Agotada y medicada, la mujer escribe junto a su dibujo: «Termino a las 17.40. Creo que esta es mi información más completa durante el día de hoy». Los investigadores siguen buscando el cuerpo de David Barroso en los vertederos de Valdemingómez y Pinto, donde van a parar los residuos generados en las zonas de Madrid en las que la mujer pudo abandonar el cadáver de su hijo.

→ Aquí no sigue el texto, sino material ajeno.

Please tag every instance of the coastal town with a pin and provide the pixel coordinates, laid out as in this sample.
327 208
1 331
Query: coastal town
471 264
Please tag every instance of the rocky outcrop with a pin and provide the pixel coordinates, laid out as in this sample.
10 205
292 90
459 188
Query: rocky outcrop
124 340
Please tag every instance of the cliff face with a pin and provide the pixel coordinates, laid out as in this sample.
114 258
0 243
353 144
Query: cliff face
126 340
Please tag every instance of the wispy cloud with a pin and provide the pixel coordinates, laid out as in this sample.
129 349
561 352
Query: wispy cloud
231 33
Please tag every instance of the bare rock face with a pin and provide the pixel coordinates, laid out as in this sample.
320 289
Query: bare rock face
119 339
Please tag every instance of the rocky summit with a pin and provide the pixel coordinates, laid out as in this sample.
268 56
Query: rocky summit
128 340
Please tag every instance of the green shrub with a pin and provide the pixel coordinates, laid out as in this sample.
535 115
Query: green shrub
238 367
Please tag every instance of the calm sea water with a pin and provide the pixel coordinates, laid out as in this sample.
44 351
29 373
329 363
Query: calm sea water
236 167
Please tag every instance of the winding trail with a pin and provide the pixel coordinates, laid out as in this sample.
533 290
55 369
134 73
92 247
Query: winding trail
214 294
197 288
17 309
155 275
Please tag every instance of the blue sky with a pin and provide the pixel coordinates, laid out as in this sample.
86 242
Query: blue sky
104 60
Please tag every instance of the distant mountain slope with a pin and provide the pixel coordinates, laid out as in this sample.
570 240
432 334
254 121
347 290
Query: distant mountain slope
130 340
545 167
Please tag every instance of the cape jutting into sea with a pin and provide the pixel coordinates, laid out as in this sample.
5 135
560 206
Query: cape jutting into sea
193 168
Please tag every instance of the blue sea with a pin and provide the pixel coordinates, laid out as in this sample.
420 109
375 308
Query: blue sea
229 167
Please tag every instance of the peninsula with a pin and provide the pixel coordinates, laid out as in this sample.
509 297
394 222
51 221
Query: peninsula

En su declaración ante la policía, Macarena explicó: «Yo no quise dejar a mi hijo en el contenedor, pero no sabía qué hacer». La mujer asegura que el 12 de septiembre salió con su hijo ya fallecido de su casa en Morón de la Frontera, Sevilla. Tras un errático viaje, con parada en un hotel de Talavera de la Reina, Macarena recordó que había pasado por Arroyomolinos, Navalcarnero y Alcorcón, todavía con su hijo dentro del coche.

Si sus recuerdos son ciertos, habría dejado el cadáver de David en un contenedor gris de basura entre Alcorcón y la entrada de Madrid. El dibujo que realizó desde su habitación en la unidad de psiquiatría podría dar más pistas sobre dónde dejó el cuerpo de su hijo. Tras tirar el cadáver, la mujer solo recuerda que «pasé unos túneles» y llegó a la gasolinera de Carabias, Segovia, donde «sentí el deseo de contar lo que había pasado».

Lo hizo a una empleada de la gasolinera, que dio aviso a emergencias. Los investigadores han rastreado las cámaras de seguridad de autopistas y carreteras de circunvalación, determinando que la madre se pudo deshacer del niño entre las 00:35 horas que salió de Talavera de la Reina y las 2:15 de la madrugada. A esa hora, las cámaras la registran conduciendo hacia Madrid a la altura de la Casa de Campo y posteriormente por la M-30.

El tramo de especial interés ocurre en la zona de la A-5 a la entrada de Madrid, por la avenida de Portugal. La mujer tarda 16 minutos en un tramo que no debería llevarle más de cinco.